Oakland Raiders players run a drill during rookie minicamp May 8 in Alameda.

Oakland Raiders players run a drill during rookie minicamp May 8 in Alameda.

(Jeff Chiu / Associated Press)

Although she said last year she would “fight like hell” to keep the Raiders, Oakland Mayor Libby Schaaf is also vowing not to use public funds to prevent the franchise from leaving.

Speaking to the San Francisco Chronicle, Schaaf said spending taxpayer money to finance a new stadium for the Raiders doesn’t make sense considering the city is still picking up the tab for renovations it made to Oakland Coliseum in the 1990s. The city shelled out $200 million to renovate the stadium for the Raiders and Athletics, and the debt won’t be paid off until 2026.

“That money we’re paying now is general-fund money we could spend on police, parks or libraries,” Schaaf told the newspaper.

The Raiders are seeking public funds to help finance a $900 million Oakland stadium project. The team and the NFL have collectively lined up $500 million and are looking for the city and county to shoulder the remaining costs.

“We don’t have $400 million lying around,” Schaaf said.
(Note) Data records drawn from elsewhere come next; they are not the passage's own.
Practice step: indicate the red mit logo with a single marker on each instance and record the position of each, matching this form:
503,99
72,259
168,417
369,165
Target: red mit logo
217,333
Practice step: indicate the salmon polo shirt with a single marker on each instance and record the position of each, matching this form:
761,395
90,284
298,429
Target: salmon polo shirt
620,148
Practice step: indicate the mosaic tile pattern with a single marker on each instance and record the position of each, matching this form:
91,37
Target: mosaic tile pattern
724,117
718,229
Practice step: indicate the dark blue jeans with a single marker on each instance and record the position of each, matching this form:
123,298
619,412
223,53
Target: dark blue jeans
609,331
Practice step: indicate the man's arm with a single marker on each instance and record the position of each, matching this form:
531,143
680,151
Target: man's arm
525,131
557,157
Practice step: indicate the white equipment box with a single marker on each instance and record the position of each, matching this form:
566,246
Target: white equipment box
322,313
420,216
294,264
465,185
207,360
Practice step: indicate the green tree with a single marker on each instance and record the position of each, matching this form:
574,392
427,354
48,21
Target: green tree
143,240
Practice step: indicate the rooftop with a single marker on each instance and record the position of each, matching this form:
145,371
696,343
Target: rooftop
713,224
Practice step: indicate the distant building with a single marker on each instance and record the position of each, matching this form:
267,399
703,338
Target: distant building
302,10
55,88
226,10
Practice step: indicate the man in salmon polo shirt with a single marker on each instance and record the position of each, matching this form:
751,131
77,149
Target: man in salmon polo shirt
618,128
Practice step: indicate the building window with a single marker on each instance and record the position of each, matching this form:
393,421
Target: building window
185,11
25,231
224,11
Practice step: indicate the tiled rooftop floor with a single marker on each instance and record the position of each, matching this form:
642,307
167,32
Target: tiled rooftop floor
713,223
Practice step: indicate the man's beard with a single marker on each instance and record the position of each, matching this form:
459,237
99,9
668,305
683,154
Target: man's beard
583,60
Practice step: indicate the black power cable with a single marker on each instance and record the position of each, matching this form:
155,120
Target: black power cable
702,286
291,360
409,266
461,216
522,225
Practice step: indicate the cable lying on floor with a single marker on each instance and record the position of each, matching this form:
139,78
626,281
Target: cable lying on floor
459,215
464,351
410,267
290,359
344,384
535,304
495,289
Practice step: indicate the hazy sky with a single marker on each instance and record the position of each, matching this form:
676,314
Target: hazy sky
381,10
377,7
Alameda County Supervisor Keith Carson echoed Schaaf’s stance on the issue, saying it doesn’t make sense to pay for a new stadium when taxpayers are still paying for the old one. Fellow Supervisor Nate Miley said he would consider using various forms of public money aimed at keeping the team in town.


As for Schaaf, the only public money she would consider using would involve funds for transportation and upgrading the stadium’s land, she said. She believes a new stadium for the Raiders should be privately financed.

In February, the Raiders and San Diego Chargers announced plans for a $1.7-billion joint stadium project in Carson. Shortly after the announcement, Raiders owner Mark Davis said keeping the team in Oakland was his top priority.

Davis told reporters at the NFL owners’ meetings last week that the team is finally starting to talk with Oakland and Alameda County leaders, but didn’t seem optimistic about reaching a deal. He indicated time is running short on crafting a viable plan to keep the Raiders from moving.

“Let the people at the city and county know what you want done,” Davis told a group of Raiders fans at the owners’ meetings in San Francisco on May 19. “You’ve got a willing partner here. But you’ve got to do it quick, man, that’s all I’ve got to say.”

Times staff writer Sam Farmer contributed to this report.